ということで、映画の中身のほうに入ると、何といってもこの映画は岡田茉莉子の映画である。松竹のカンパニー・クレジットより前に「岡田茉莉子出演100本記念作品」という感じのサブタイトルが入る。そして映画の中で誰よりも存在を主張するのが岡田茉莉子なのだ。物語は待つ女新子(岡田茉莉子)とやってくる男河本(長門裕之)によって展開されるわけで、確実に恋愛映画であるわけだけれど、その関係は決して平等ではなく、新子には救済者であるという重荷も背負わせられているのだ。新子とは河本にとって救済者であり、救いの光であって、ある意味では世界の中心であるのだと思う。そのようにして河本の視点から映画内の世界は新子を中心に構築されていく。そのとき、視点は新子の側になくとも、新子の、つまり岡田茉莉子の映画としてしか子の映画はありえなくなってしまうのだ。

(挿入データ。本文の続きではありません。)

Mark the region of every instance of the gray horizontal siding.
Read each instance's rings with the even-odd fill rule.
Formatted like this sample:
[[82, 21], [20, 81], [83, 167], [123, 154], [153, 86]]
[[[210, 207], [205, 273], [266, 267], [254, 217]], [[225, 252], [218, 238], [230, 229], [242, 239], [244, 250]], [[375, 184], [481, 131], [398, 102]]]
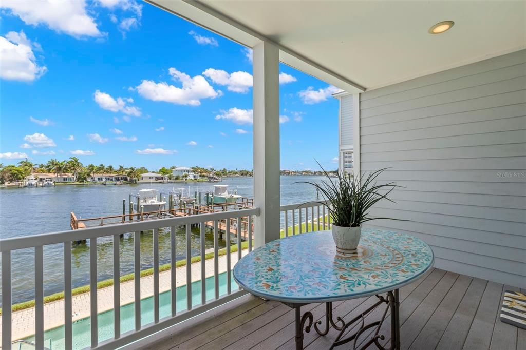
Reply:
[[340, 99], [340, 145], [353, 144], [354, 107], [352, 96], [343, 96]]
[[437, 267], [526, 287], [526, 50], [360, 95], [360, 169], [403, 188], [373, 225], [420, 237]]

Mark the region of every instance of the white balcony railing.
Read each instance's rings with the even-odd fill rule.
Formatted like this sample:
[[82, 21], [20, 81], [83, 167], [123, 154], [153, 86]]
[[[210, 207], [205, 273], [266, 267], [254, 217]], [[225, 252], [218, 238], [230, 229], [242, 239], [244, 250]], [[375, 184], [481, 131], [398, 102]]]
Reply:
[[[325, 205], [319, 203], [309, 202], [304, 204], [294, 204], [282, 205], [281, 211], [281, 228], [283, 231], [282, 236], [312, 231], [327, 230], [330, 227], [330, 222]], [[73, 304], [72, 293], [72, 244], [73, 242], [87, 240], [89, 245], [90, 271], [90, 310], [89, 315], [90, 321], [90, 347], [92, 348], [115, 348], [150, 334], [158, 332], [165, 328], [183, 321], [196, 315], [216, 307], [242, 295], [244, 292], [236, 288], [232, 290], [230, 281], [231, 244], [232, 241], [227, 239], [226, 250], [226, 293], [220, 293], [219, 276], [218, 237], [223, 232], [231, 232], [232, 228], [237, 233], [235, 235], [234, 244], [238, 245], [237, 260], [242, 256], [242, 239], [248, 240], [245, 246], [249, 251], [252, 250], [252, 236], [253, 232], [252, 216], [256, 215], [256, 208], [241, 209], [236, 211], [225, 211], [218, 213], [201, 214], [168, 219], [155, 219], [113, 224], [108, 226], [88, 228], [73, 231], [65, 231], [53, 233], [26, 236], [17, 238], [0, 240], [0, 252], [2, 253], [2, 347], [9, 349], [12, 344], [12, 279], [11, 254], [14, 251], [27, 248], [34, 249], [35, 262], [35, 345], [37, 349], [44, 348], [44, 273], [43, 273], [43, 247], [51, 244], [60, 244], [64, 247], [64, 347], [72, 348], [74, 344], [72, 332]], [[238, 224], [238, 223], [241, 223]], [[191, 226], [199, 224], [200, 228], [200, 302], [196, 306], [196, 301], [193, 302], [192, 282], [195, 281], [192, 276], [192, 261], [191, 254]], [[213, 227], [214, 254], [213, 258], [207, 261], [205, 259], [205, 227]], [[176, 310], [176, 240], [175, 234], [178, 228], [184, 227], [186, 242], [186, 310], [180, 311]], [[170, 229], [170, 274], [171, 314], [167, 317], [160, 318], [159, 314], [159, 229]], [[153, 314], [154, 322], [144, 325], [141, 322], [141, 267], [140, 267], [140, 232], [152, 231], [153, 256]], [[133, 330], [121, 334], [120, 284], [120, 235], [131, 233], [134, 237], [134, 327]], [[100, 311], [97, 309], [97, 239], [106, 236], [113, 236], [113, 322], [114, 335], [110, 339], [99, 339], [97, 333], [97, 315]], [[180, 249], [180, 247], [178, 248]], [[236, 256], [236, 254], [232, 255]], [[28, 259], [31, 259], [29, 257]], [[206, 296], [206, 267], [207, 263], [214, 264], [214, 297], [208, 298]], [[194, 273], [195, 274], [195, 271]], [[30, 273], [31, 272], [29, 272]], [[197, 274], [198, 275], [199, 274]], [[183, 281], [184, 282], [184, 281]], [[184, 287], [183, 287], [184, 288]], [[199, 297], [198, 295], [194, 295]], [[144, 323], [144, 322], [143, 322]]]

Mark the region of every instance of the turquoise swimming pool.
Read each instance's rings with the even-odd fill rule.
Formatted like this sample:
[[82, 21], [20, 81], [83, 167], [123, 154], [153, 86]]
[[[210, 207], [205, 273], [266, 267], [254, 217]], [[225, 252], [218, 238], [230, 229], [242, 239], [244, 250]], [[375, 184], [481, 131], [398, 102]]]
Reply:
[[[219, 295], [227, 293], [227, 274], [224, 272], [219, 274]], [[238, 286], [230, 275], [232, 290], [235, 290]], [[214, 277], [206, 279], [206, 299], [213, 300], [215, 297], [214, 290]], [[177, 312], [186, 310], [186, 286], [177, 288]], [[160, 318], [171, 315], [171, 302], [170, 300], [169, 291], [161, 293], [159, 296], [159, 311]], [[197, 306], [201, 303], [201, 281], [198, 281], [192, 283], [192, 305]], [[120, 307], [120, 331], [122, 333], [133, 330], [135, 327], [134, 303], [121, 306]], [[143, 326], [154, 322], [154, 298], [153, 296], [145, 298], [140, 301], [140, 322]], [[113, 337], [113, 310], [109, 310], [101, 313], [98, 315], [98, 339], [99, 342], [103, 342]], [[73, 325], [73, 348], [83, 349], [89, 347], [90, 345], [90, 317], [83, 318], [75, 322]], [[61, 326], [44, 332], [44, 346], [51, 350], [64, 348], [64, 327]], [[34, 342], [34, 336], [26, 338], [25, 340]]]

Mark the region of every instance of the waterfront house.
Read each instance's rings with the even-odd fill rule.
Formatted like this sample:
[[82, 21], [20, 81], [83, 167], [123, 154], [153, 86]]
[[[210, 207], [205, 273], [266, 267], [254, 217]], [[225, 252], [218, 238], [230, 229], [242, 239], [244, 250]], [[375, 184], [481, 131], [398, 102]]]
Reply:
[[179, 176], [181, 179], [188, 180], [197, 180], [199, 176], [194, 172], [194, 170], [185, 167], [179, 167], [171, 170], [171, 174], [174, 176]]
[[[379, 181], [395, 181], [403, 187], [391, 193], [397, 203], [379, 202], [371, 214], [407, 221], [379, 221], [368, 227], [418, 237], [434, 253], [434, 269], [401, 287], [399, 314], [388, 317], [378, 334], [366, 330], [356, 348], [366, 344], [375, 348], [375, 344], [364, 343], [366, 335], [389, 348], [388, 341], [396, 336], [386, 332], [391, 321], [400, 331], [398, 348], [524, 348], [526, 330], [500, 317], [507, 290], [526, 293], [524, 1], [148, 2], [144, 6], [153, 4], [251, 49], [254, 206], [0, 240], [3, 349], [25, 338], [27, 334], [21, 330], [27, 324], [28, 332], [36, 334], [31, 341], [37, 348], [49, 343], [46, 337], [52, 333], [63, 334], [60, 341], [73, 348], [80, 338], [73, 332], [74, 322], [85, 332], [83, 346], [101, 350], [294, 347], [295, 330], [306, 325], [309, 317], [297, 325], [288, 306], [247, 294], [229, 278], [242, 255], [280, 239], [282, 233], [290, 232], [291, 220], [305, 224], [294, 227], [299, 233], [303, 227], [328, 227], [320, 220], [326, 218], [322, 205], [280, 205], [280, 63], [330, 85], [307, 90], [311, 99], [329, 98], [342, 90], [337, 96], [340, 130], [334, 130], [335, 137], [339, 134], [340, 149], [327, 155], [327, 161], [339, 151], [340, 165], [349, 163], [349, 156], [342, 160], [341, 152], [352, 150], [355, 178], [388, 168]], [[454, 23], [441, 23], [449, 20]], [[337, 117], [324, 118], [329, 117]], [[321, 118], [319, 122], [327, 121]], [[161, 178], [147, 173], [139, 181]], [[189, 252], [196, 249], [191, 244], [195, 235], [205, 232], [192, 231], [192, 225], [211, 222], [217, 227], [221, 220], [241, 217], [247, 223], [253, 220], [253, 246], [220, 254], [216, 243], [213, 259], [205, 259], [204, 248], [197, 252], [206, 263], [193, 263], [188, 254], [184, 263], [176, 265], [181, 251], [176, 252], [173, 239], [168, 254], [171, 270], [160, 268], [160, 229], [169, 237], [166, 228], [185, 226], [183, 249]], [[247, 227], [250, 237], [251, 226]], [[147, 231], [152, 239], [141, 246], [139, 238]], [[128, 235], [126, 241], [121, 234]], [[239, 245], [241, 236], [236, 237]], [[72, 281], [78, 276], [72, 269], [71, 243], [86, 240], [91, 291], [73, 295]], [[130, 241], [135, 244], [128, 251], [133, 253], [135, 278], [119, 283], [120, 245]], [[231, 242], [226, 241], [230, 249]], [[180, 244], [178, 241], [178, 250]], [[63, 258], [55, 262], [58, 266], [47, 267], [60, 270], [61, 276], [64, 271], [65, 293], [63, 300], [44, 304], [43, 247], [51, 244], [64, 248]], [[106, 250], [98, 252], [98, 244]], [[112, 248], [113, 254], [107, 254]], [[27, 265], [27, 273], [35, 276], [35, 307], [12, 312], [11, 256], [24, 249], [27, 259], [35, 262], [34, 270], [32, 264]], [[142, 254], [147, 249], [153, 251], [153, 261], [147, 262], [153, 265], [151, 274], [141, 279]], [[117, 283], [97, 290], [100, 252], [113, 259]], [[315, 262], [319, 253], [306, 252], [300, 258]], [[284, 255], [278, 262], [297, 258]], [[371, 272], [365, 283], [374, 283], [375, 276]], [[280, 281], [276, 281], [279, 289]], [[378, 302], [375, 298], [340, 301], [328, 306], [327, 313], [357, 317], [363, 324], [377, 321], [378, 313], [365, 312]], [[119, 302], [126, 304], [123, 312], [116, 307], [97, 317]], [[337, 325], [328, 327], [324, 305], [304, 307], [311, 311], [311, 324], [313, 321], [320, 327], [328, 325], [325, 336], [313, 330], [306, 333], [304, 346], [329, 348], [338, 334]], [[50, 315], [55, 317], [48, 320]], [[90, 320], [85, 318], [90, 315]], [[63, 325], [59, 332], [45, 333]], [[351, 344], [341, 348], [354, 347]]]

ところでこの映画は「光」を意識させる映画でもある。まずこの映画は映像の美しさ(そこには被写体である岡田茉莉子の美しさも含む)に執拗なまでにこだわった映画であることは明らかである。それも、動きのダイナミズムではなく、構図や色彩の美しさ、そこにかなりのこだわりを見せている。そして、その美しさを生み出す手段として「光」がかなり意図的に使われている。それも強い外光を利用して強いコントラストを作り出し、そこに美しさを生み出すのだ。最も象徴的なのは、日本の敗戦を知って走って戻ってきた新子が窓辺に座って泣き出すシーンである。新子は窓に正対し、窓からは輝く外光が差し込んでくる。それを河本の横からの視線でカメラは捉えるわけだが、その新子の顔の側と背の側のコントラストが非常に美しいのである。
これによって新子に「光々(神々)しさ」を与えようとしているとは思わないが、このようにあふれる光の中で泣いている新子を見て河本が生きる望みを取り戻したということを考えると、この「光」に何らかの意味合いが与えられているように思えてしまう。こう考えてみると、新子がいない街のシーンのほとんどが夜のシーンであることなども何か意味ありげに思えてくる。そのようにして吉田喜重は「光」を効果的に利用して巧みに演出をした。
とにもかくにも「光」をまとった岡田茉莉子がこの映画の中心であり、彼女の100本記念作品にふさわしい作品になったことは確かである。